Ruaridh Nicoll
A Sinister Cabaret
For most of us the dreaded mid-life crisis amounts to little more than a convoluted hiccup on a rapidly receding horizon. To others the word ‘crisis’ only serves to demean the experience. For the protagonist in John Herdman’s latest novel, Sinister Cabaret (Black Ace Books PBK £9.95), it’s a full blown vortical trauma.
Douglas Humbie, leaving behind his career and his wife in Edinburgh, heads north to familiar places for a short break. Unfortunately, the familiar places have become unfamiliar and even hostile. Each setting, each character, each event is an unsettling side-step away from normality in a dark, brooding surreal landscape that has Douglas fleeing manically around the country and the reader deeply uneasy. Fearing that his wife has been abducted, he seeks out MacNucator, a private detective, to find her.
Meanwhile the sinister cabaret of the title, led by the strange and unfathomable Mr Motion, pursues him relentlessly. On the edge of reason, Humbie’s voice is ambiguous and incisive – decide which at any given moment. As ever, Herdman’s characters inhabit a dark universe illuminated by his profoundly laconic wit.
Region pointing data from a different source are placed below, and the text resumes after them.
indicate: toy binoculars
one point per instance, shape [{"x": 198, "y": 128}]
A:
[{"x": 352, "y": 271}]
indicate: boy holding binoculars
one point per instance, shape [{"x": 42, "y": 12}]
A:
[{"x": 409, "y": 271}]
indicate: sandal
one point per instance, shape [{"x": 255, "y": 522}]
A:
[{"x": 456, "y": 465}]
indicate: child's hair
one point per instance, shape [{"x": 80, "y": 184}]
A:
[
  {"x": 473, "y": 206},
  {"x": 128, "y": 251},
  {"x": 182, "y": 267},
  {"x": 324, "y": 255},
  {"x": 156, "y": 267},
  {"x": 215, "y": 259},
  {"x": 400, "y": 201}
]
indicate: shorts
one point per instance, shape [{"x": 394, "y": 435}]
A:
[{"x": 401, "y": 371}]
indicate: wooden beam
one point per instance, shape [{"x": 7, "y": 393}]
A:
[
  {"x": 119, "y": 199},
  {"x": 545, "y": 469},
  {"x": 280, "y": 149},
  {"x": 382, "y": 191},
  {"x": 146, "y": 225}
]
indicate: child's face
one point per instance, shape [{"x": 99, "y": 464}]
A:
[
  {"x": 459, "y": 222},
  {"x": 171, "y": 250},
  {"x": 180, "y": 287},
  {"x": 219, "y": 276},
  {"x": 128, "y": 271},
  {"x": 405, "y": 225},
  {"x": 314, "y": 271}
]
Jonathan Falla’s beautifully written Blue Poppies (11:9 PBK £9.99) is set in Tibet in the 1940s, Falla tells the story of Jamie sent out from Inverkeithing to man a radio post on the Chinese border. Puton, a young Tibetan woman, crippled in a dreadful accident which left her husband dead, is ostracised by the villagers who fear she will bestow her bad luck on them. Out of their individual loneliness and isolation, these two outsiders to the village forge a bond with the fragility of fundamentally divergent outlooks at its heart. When the Chinese communist army invades, Jamie, together with a local monk, Khenpo Nima, decides to lead the villagers out of the village and across the mountains. The villagers will not go if Puton goes too and so Jamie is faced with a terrible choice. Glacial and elegantly understated, Falla’s prose has an almost mythical quality. Beautifully evocative and utterly engrossing, Blue Poppies conveys intense emotions and appalling hardship while Falla holds us in thrall with his wonderful storytelling.
Ruaridh Nicoll somehow manages to create a claustrophobic setting out of the sprawling vastness of the Highlands for the two central characters of his first novel, White Male Heart (Doubleday HBK £9.99). Aaron and Hugh have grown up together, thrust together and alienated from their community. Into this situation steps Becky, up from London to find solace in the peace of the countryside. As Hugh is drawn to Becky and the prospect of escape, the friendship of the two men splinters with shattering consequences. The raw energy and violence of the land finds an echo in the dark psyches of the men. While Nicoll creates a dark and brooding landscape and two convincingly drawn central characters, the characters outside of that frame, and in particular the women, are little more than glossy magazine ciphers.
A world run and dominated by computers – it’s all been done before, hasn’t it? But not with Aberdeen as the centre of a spider’s web of networking that provides the world’s first people’s computer democracy, and not with Vivien as the not entirely random force who screws up the experiment with her own particular brand of viruses. Peter Burnett’s The Machine Doctor (Thirsty Books PBK £9.99) provides an entertaining and amusing read that explores issues of control and democracy in a virtual world that falls uneasily between reality and fantasy.
Remind me not to go down to Glasgow’s George Square this Hogmanay. The hero of Drew Campbell’s Dead Letter House (11:9 pbk £7.99) starts there at midnight on Hogmanay and descends through a long night’s journey into death. Gatecrashed parties, psychopathic drug dealers, seduction scenes, a taxi with no driver and the long, cold walk in between times are interspersed with psychotropic exploration of what it means to be alive. In this bizarre trip into the surreal, Campbell’s hero clings on to the vestiges of his life, writing letters to his family explaining how he really was and choosing the Desert Island Discs that will finally define him. Exploring what defines where life starts and ends, Dead Letter House is a darkly funny and inventive roller-coaster of a ride – but I’m staying in Edinburgh this New Year.